Furthermore, according to China's premier, Wen Jiabao, the structure of economic growth has become increasingly unstable and is not sustainable. The investment share of GDP, the most volatile component of output, is approaching 50 per cent while the consumption share has dropped by more than 10 percentage points since the late 1980s. The imbalanced nature of growth could lead to a sharp and potentially disruptive drop in growth during a slowdown.

The People's Bank of China has engaged in what some commentators have described as an aggressive bout of monetary tightening over the past three years. Domestic lending rates have been raised four times while bank reserve ratios have been increased seven times.

However, the results of this campaign have been dismal. Economic growth accelerated in 2005 and then again in 2006 to the highest rate of increase in more than a decade. The economy gathered speed during the first quarter with year-on-year growth of more than 11 per cent. Monetary policy has been ineffective and the reasons why can be traced to China's obsession with its quasi-fixed exchange rate with the dollar.

China has been subsidising its large and growing export sector through a grossly undervalued currency, which according to some respected economists is trading at roughly 40 per cent below fair value relative to the dollar.

To prevent a significant appreciation of its currency in the presence of a large current account surplus and hefty capital inflows, the People's Bank of China has had to engage in substantial currency intervention via the sale of domestic currency and the purchase of foreign exchange reserves.

The accumulation of foreign currency has been staggering. China's foreign exchange holdings have risen sixfold over the past five years and early last year its stock became the world's largest, exceeding those of Japan. The level of reserves exceeded $1 trillion within a matter of months and the rate of accumulation has accelerated recently to roughly $40 billion a month or twice the rate apparent in both 2005 and 2006. The distortions to the economy should not be underestimated.

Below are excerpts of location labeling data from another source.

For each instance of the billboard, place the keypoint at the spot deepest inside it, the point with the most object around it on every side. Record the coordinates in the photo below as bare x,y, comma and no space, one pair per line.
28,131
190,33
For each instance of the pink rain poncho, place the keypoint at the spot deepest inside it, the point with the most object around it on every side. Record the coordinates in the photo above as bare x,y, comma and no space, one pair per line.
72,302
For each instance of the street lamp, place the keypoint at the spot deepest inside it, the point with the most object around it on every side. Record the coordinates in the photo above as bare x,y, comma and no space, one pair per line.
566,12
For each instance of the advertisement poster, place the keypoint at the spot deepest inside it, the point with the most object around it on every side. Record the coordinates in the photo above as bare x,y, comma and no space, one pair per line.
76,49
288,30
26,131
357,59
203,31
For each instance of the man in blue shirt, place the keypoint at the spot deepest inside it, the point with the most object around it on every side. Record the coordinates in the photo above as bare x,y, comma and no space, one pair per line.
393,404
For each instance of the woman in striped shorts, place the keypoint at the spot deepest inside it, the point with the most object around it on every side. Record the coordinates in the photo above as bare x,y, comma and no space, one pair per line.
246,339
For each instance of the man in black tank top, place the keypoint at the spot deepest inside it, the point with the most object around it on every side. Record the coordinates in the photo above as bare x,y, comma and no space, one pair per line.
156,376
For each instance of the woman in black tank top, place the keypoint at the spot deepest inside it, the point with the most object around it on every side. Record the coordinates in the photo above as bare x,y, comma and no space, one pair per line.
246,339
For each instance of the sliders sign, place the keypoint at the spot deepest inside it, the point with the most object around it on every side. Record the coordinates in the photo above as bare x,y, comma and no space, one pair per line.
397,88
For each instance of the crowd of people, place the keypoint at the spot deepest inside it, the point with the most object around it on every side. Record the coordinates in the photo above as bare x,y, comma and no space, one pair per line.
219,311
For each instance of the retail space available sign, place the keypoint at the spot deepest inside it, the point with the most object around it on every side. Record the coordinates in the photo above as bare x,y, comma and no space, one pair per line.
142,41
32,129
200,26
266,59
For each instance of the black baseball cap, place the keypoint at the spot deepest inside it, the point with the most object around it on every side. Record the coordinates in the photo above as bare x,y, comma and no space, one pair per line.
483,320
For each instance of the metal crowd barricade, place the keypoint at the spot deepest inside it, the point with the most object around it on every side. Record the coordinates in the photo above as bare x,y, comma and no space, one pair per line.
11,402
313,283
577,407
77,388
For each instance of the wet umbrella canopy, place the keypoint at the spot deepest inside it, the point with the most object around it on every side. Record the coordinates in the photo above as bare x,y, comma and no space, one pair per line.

China's so-called aggressive tightening of monetary policy is a fiction. Current policy is encouraging greater risk-taking by both borrowers and savers. Official interest rates are artificially low due to current exchange rate policy and are several percentage points below both the actual and sustainable rates of nominal economic growth.

Thus, the incentive to borrow and invest remains high.

Meanwhile, the capacity to lend has not been affected by the increase in bank reserve ratios as the actual level of reserves held is a number of percentage points above that currently required while the loan-to-deposits ratio is near an all-time low. Furthermore, households are happy to fund new equity issuance. Savings rates are high due to the dismal public provision of education and healthcare. However, deposit rates are negative in real terms and not surprisingly, given restrictions on capital outflows, cash balances are increasingly being directed to the stock market.

There is no doubting how far China has come since it implemented reforms in the late 1970s. However, current policy is in dire need of an overhaul. Unfortunately, this is unlikely to happen before next year's Olympic Games. China's first "great leap forward" caused a famine that unleashed untold misery on the populace. The second could lead to a crash.